I would like to know if my guess is correct or if I have to think to something else, because my code itself has not changed.
The routines I have quoted here are the most relevant, because they account for 85% of the total time. in particular, array takes 55% if the total time. The efficiency of my code was degraded by a factor 10. Before talking with the system manager I would like to get confirmation that these routines do have a parallel version.
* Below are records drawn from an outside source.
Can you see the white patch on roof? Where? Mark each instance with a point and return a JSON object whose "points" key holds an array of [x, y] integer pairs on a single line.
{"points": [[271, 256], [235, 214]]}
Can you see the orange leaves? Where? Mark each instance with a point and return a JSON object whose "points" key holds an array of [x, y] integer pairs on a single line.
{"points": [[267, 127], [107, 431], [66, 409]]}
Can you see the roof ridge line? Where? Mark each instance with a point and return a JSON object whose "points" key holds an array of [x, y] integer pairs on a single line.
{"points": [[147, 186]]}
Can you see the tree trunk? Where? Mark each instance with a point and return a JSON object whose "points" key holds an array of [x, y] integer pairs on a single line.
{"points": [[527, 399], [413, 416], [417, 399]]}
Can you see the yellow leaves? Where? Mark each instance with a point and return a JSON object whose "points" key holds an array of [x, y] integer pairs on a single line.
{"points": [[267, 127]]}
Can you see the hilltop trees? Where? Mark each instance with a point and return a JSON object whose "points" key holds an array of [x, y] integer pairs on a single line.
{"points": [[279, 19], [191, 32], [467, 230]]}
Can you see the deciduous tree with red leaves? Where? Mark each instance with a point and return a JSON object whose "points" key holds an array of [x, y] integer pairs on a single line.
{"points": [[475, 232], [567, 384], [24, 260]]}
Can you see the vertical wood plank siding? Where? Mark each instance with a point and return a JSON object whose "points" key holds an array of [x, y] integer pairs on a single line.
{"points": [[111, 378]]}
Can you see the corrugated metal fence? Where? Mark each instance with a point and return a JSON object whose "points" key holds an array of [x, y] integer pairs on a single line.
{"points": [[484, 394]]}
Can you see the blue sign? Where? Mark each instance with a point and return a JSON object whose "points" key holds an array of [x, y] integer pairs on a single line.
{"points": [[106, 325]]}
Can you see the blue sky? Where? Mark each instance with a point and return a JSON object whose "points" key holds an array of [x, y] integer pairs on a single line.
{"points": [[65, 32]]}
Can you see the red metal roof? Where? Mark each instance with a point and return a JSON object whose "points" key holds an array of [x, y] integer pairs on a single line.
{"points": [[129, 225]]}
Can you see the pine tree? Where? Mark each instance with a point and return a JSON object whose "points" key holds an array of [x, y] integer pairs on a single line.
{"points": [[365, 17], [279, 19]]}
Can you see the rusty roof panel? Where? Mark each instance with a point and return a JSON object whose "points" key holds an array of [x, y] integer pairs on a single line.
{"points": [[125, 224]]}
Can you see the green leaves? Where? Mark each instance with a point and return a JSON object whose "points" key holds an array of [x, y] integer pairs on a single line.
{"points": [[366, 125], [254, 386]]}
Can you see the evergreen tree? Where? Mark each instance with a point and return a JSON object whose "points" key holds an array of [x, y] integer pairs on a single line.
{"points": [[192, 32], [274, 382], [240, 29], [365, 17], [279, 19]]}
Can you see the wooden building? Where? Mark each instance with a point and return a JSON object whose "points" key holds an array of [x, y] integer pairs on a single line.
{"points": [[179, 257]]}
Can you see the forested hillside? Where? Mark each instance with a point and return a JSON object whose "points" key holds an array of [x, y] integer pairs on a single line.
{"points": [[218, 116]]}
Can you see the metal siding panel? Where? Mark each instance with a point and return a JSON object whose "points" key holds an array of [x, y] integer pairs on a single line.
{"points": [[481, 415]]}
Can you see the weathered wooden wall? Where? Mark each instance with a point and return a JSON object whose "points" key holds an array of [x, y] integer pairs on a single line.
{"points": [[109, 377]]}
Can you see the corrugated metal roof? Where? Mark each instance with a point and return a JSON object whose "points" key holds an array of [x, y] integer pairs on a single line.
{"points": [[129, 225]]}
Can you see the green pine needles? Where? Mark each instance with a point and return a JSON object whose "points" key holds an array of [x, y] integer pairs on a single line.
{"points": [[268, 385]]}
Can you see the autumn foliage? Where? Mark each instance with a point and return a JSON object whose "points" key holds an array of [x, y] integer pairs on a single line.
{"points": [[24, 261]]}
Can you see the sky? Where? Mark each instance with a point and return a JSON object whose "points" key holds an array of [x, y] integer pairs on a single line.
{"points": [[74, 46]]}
Of course I cannot test my code on the new and old configuration of the cluster, because the old configuration is gone. But I can see that on this cluster numpy.array
takes 8minutes, while on the other cluster that I have it takes 2seconds. From top
I can see that the memory used is always very low (~0.1%) while a single CPU is used at 100%.
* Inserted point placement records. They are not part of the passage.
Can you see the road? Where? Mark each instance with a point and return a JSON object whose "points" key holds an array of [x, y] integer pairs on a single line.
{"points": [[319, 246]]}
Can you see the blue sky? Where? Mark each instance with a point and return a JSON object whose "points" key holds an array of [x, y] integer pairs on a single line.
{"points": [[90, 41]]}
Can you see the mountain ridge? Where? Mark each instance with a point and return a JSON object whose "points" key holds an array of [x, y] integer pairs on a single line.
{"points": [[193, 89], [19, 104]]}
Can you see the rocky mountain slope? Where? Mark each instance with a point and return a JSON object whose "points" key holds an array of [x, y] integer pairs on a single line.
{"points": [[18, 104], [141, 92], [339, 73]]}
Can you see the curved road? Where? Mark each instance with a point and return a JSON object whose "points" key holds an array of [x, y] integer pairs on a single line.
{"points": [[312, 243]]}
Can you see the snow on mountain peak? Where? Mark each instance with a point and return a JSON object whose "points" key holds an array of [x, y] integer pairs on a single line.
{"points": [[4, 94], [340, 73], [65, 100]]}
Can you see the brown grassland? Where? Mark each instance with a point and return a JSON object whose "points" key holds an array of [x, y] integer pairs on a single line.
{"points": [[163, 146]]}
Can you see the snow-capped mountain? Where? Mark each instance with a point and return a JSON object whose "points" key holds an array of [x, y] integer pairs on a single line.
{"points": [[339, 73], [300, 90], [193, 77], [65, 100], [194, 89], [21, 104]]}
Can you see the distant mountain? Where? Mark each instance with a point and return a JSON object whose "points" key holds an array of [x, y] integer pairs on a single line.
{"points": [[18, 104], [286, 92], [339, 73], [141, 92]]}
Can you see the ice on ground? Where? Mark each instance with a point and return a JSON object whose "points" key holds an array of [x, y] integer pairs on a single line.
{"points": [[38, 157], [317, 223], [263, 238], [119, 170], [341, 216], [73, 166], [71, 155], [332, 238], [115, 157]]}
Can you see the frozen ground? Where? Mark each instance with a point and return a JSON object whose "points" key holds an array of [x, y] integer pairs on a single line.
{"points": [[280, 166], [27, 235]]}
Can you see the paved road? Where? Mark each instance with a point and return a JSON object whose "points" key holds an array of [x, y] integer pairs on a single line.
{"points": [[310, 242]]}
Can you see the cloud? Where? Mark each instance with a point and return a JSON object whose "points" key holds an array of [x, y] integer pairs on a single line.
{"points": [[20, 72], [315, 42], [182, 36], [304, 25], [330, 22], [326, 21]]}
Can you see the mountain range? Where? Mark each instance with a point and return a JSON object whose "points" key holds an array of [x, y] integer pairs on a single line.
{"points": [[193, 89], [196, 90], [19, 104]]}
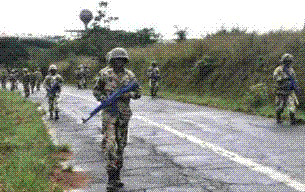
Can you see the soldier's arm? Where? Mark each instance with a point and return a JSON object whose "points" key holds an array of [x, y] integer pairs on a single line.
{"points": [[136, 94], [45, 83], [277, 75], [98, 89]]}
In [3]: numpy.__config__.show()
lapack_info:
libraries = ['lapack']
library_dirs = ['/usr/lib64']
language = f77
atlas_threads_info:
libraries = ['satlas']
library_dirs = ['/usr/lib64/atlas']
define_macros = [('ATLAS_WITHOUT_LAPACK', None)]
language = c
include_dirs = ['/usr/include']
blas_opt_info:
libraries = ['satlas']
library_dirs = ['/usr/lib64/atlas']
define_macros = [('ATLAS_INFO', '"\\"3.10.1\\""')]
language = c
include_dirs = ['/usr/include']
atlas_blas_threads_info:
libraries = ['satlas']
library_dirs = ['/usr/lib64/atlas']
define_macros = [('ATLAS_INFO', '"\\"3.10.1\\""')]
language = c
include_dirs = ['/usr/include']
openblas_info:
NOT AVAILABLE
lapack_opt_info:
libraries = ['satlas', 'lapack']
library_dirs = ['/usr/lib64/atlas', '/usr/lib64']
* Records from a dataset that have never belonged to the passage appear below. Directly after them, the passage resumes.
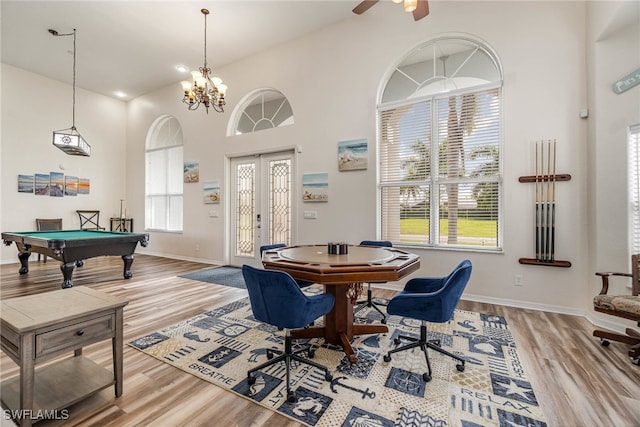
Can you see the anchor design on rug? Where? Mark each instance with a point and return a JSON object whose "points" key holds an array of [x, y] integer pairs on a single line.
{"points": [[195, 337], [253, 354], [365, 393], [307, 404], [467, 324], [218, 356]]}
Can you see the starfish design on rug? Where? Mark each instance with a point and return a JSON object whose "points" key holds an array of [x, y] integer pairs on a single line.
{"points": [[513, 388]]}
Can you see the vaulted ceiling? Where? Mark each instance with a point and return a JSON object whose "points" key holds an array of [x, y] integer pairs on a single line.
{"points": [[135, 46]]}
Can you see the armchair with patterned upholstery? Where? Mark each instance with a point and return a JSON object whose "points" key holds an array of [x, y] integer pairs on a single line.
{"points": [[626, 306]]}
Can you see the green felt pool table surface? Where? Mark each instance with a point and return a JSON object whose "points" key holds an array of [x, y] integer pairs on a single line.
{"points": [[72, 247]]}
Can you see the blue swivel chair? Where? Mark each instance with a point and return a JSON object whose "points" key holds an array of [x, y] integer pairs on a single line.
{"points": [[277, 299], [369, 302], [263, 248], [430, 299]]}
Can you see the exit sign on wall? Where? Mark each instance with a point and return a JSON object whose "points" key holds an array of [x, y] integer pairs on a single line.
{"points": [[627, 82]]}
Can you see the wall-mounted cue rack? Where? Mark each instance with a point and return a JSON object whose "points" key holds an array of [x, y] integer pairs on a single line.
{"points": [[545, 205]]}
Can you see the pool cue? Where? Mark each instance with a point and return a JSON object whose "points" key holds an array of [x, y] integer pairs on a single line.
{"points": [[537, 205], [543, 205], [546, 206], [553, 205]]}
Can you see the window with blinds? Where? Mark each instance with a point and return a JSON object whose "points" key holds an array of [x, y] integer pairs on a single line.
{"points": [[440, 153], [164, 175], [634, 187]]}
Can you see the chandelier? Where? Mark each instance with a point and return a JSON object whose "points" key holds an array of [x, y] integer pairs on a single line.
{"points": [[204, 89], [69, 140]]}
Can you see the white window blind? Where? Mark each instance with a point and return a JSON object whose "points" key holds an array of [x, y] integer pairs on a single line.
{"points": [[440, 171], [634, 187]]}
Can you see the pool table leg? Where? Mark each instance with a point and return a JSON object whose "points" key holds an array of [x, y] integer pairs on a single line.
{"points": [[67, 272], [24, 262], [128, 260]]}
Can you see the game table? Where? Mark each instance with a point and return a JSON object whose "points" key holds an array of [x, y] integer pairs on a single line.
{"points": [[342, 276], [72, 247]]}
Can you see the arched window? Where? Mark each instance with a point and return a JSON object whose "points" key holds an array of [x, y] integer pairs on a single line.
{"points": [[440, 139], [262, 109], [163, 174]]}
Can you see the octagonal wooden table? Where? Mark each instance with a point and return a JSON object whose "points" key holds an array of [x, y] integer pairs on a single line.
{"points": [[342, 276]]}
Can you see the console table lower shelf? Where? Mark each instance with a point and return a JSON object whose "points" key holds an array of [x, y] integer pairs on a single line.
{"points": [[40, 327], [59, 385]]}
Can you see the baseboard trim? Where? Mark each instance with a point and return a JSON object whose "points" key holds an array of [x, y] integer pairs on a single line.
{"points": [[594, 318]]}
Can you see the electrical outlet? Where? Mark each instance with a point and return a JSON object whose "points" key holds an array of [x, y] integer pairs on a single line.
{"points": [[519, 281]]}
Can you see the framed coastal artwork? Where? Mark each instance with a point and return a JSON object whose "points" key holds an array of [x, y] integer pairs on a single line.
{"points": [[191, 172], [56, 184], [42, 184], [70, 185], [352, 155], [315, 187], [211, 191]]}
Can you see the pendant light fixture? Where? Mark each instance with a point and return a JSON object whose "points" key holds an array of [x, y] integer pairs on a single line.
{"points": [[204, 89], [69, 140]]}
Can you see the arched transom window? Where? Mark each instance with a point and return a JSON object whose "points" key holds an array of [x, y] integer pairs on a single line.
{"points": [[164, 172], [440, 156], [264, 109]]}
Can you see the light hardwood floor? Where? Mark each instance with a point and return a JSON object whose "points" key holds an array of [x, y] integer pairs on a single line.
{"points": [[577, 382]]}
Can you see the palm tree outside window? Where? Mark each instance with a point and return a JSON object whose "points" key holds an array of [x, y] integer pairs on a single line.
{"points": [[440, 147]]}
define_macros = [('ATLAS_WITHOUT_LAPACK', None)]
language = f77
include_dirs = ['/usr/include']
lapack_mkl_info:
NOT AVAILABLE
blas_mkl_info:
NOT AVAILABLE
mkl_info:
NOT AVAILABLE
ldd /usr/lib64/python3.4/site-packages/numpy/core/_dotblas.cpython-34m.so
linux-vdso.so.1 => (0x00007fff46172000)
libsatlas.so.3 => /usr/lib64/atlas/libsatlas.so.3 (0x00007f0d941a0000)
libpython3.4m.so.1.0 => /lib64/libpython3.4m.so.1.0 (0x00007f0d93d08000)
libpthread.so.0 => /lib64/libpthread.so.0 (0x00007f0d93ae8000)
libc.so.6 => /lib64/libc.so.6 (0x00007f0d93728000)
libgfortran.so.3 => /lib64/libgfortran.so.3 (0x00007f0d93400000)
libm.so.6 => /lib64/libm.so.6 (0x00007f0d930f8000)
libdl.so.2 => /lib64/libdl.so.2 (0x00007f0d92ef0000)
libutil.so.1 => /lib64/libutil.so.1 (0x00007f0d92ce8000)
/lib64/ld-linux-x86-64.so.2 (0x00007f0d950e0000)
libquadmath.so.0 => /lib64/libquadmath.so.0 (0x00007f0d92aa8000)
libgcc_s.so.1 => /lib64/libgcc_s.so.1 (0x00007f0d92890000)
Numpy is already linked to atlas, and I see a link to libpthread.so (so I assume it is already multithreated, is it?).
On the other side, I updated the version of numpy from 1.8.2 to 1.9.2 and now array
method only takes 5 s instead of 300s. I think this is probably the reason of my code slowing down (maybe, did the system-adminstrator downgrade numpy version? who knows!)